La faim nous habite, et nous rend conscients que Jésus est en  nous, qu’il est déjà réellement présent en  nous et que nous sommes des tabernacles vivants. Des tabernacles vivants qui peuvent brûler de faim et de désir comme les disciples d’Emmaüs qui avaient cheminé sur la route avec Jésus au soir de Pâques.

On  nous a habitués à nous dire que Jésus est présent au tabernacle et que c’est là qu’il faut l’adorer. Oui. Mais en fait tout doit commencer au fond de nous. Sommes-nous reconnaissants de sa présence réelle en nous Et est-ce que nous désirons autant être avec  Lui qu’il désire être avec nous ?

Un père de l’Eglise ( Grégoire le Grand) nous dit que le festin auquel nous sommes appelés, c’est tout d’abord la connaissance la plus intime, la plus pure, la plus simple, la plus sentie et la prise de conscience de l’habitation et de l’opération de Dieu au fond de notre cœur, au fond de notre âme.

Vous avez peut-être entendu parler des Chartreux. Ils prient au fond de leurs cellules, conscients que Jésus est là au fond de leur cœur, bien vivant. Tout comme parfois nous pouvons communier de désir,  incapables de nous rendre à l’eucharistie de dimanche ou de semaine, mais désireux de renouveler la présence de Jésus en nous par le simple mais grand désir.

Alors me direz-vous : à quoi bon communier, à quoi bon faire eucharistie ? Si Dieu est déjà en nous ?

Ce serait oublier qu’au soir du Jeudi Saint Jésus a institué l’eucharistie et nous a dit « vous ferez cela en mémoire de moi ».

C’est aussi une façon de ranimer la flamme qui brille ou vacille au fond de nous.

Pensez à cette tradition  qui consiste à venir ranimer tous les jours la flamme qui brûle sous l’Arc de Triomphe à Paris. Ranimer cette flamme de la présence de Dieu en nous, afin qu’elle se  transforme en feu dévorant au fond de nos cœurs.

Ou alors prenez ces images que les mystiques ont élaborées, faute de pouvoir exprimer ce mystère en termes facilement compréhensibles.

Ils comparent l’eucharistie à  un feu brûlant qui agit sur le bois qu’on jette dessus, lui enlevant son humidité, sa verdeur, sa nature grossière et le rend plus chaud, plus ardent plus homogène, au point de ne plus faire qu’un avec lui. (Tauler œuvres complètes page 244).

Ou encore,. Rien ne dispose plus la matière (lisez l’âme) à devenir feu, que de l’approcher du feu et de la laisser pénétrer de plus en plus par la chaleur.
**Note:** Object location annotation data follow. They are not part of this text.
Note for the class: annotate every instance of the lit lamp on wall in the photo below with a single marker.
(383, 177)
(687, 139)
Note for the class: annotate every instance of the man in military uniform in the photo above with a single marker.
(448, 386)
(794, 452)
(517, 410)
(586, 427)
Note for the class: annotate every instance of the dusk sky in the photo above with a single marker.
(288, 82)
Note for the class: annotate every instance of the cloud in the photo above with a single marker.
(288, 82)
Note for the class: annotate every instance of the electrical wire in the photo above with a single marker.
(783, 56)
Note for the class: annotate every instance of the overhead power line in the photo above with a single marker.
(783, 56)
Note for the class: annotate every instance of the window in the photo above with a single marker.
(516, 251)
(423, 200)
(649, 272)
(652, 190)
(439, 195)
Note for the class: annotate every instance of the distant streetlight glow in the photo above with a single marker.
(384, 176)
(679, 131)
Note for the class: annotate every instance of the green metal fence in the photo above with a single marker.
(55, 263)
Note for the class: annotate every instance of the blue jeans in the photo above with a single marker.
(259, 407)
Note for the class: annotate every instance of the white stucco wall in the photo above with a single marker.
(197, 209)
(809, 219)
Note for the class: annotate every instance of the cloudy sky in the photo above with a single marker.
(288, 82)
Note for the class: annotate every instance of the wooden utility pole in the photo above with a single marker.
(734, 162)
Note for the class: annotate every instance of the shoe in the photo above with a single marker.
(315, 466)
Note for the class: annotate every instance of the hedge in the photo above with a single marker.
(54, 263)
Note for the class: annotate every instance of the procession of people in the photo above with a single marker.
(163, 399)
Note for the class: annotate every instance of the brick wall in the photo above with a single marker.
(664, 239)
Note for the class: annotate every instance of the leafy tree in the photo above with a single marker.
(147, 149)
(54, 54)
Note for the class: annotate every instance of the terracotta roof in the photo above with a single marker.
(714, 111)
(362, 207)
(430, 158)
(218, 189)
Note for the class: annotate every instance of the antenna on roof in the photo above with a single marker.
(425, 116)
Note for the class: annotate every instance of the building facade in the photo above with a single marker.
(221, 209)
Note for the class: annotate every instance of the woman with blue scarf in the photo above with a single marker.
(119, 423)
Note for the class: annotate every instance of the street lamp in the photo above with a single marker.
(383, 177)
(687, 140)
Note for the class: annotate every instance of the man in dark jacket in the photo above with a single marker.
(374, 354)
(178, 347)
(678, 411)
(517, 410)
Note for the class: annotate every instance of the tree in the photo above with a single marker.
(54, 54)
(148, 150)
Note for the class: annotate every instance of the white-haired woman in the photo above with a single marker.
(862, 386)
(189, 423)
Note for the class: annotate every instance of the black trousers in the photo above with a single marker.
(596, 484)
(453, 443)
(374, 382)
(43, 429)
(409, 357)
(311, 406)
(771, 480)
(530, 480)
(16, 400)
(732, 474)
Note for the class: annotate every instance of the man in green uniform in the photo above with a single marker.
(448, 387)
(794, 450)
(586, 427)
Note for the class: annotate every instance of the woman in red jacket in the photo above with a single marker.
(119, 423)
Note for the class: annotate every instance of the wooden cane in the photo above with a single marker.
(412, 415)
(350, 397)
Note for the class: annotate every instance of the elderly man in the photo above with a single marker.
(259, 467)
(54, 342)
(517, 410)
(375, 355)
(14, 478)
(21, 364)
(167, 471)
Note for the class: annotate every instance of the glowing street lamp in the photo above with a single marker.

Si humide qu’elle puisse être, fût-elle-même de  grès ou d’acier, qu’elle reste près du feu, et le feu agira sur elle et la rendra semblable à lui-même. ( Tauler, œuvres complètes page 248).

Les sacrements nous donnent la grâce. Mais l’Eucharistie nous donne Jésus ; c’est ce qui en fait toute sa grandeur et sa merveille.  La communion devient alors le lieu et la rencontre dans le fond de notre âme où Dieu se sent comme chez lui…et où nous pouvons nous sentir comme chez Dieu et dire comme à la Transfiguration «  il nous est bon d’être ici ; dressons-y trois tentes ».

C’est ce qui faisait dire  Saint Augustin dans ses Confessions : 

« Je suis l’aliment des grands, grandis et tu mangeras.
Et tu ne me changeras pas en toi, comme l’aliment de ta chair
Mais c’est toi qui seras changé en moi ». (Confessions VII, X)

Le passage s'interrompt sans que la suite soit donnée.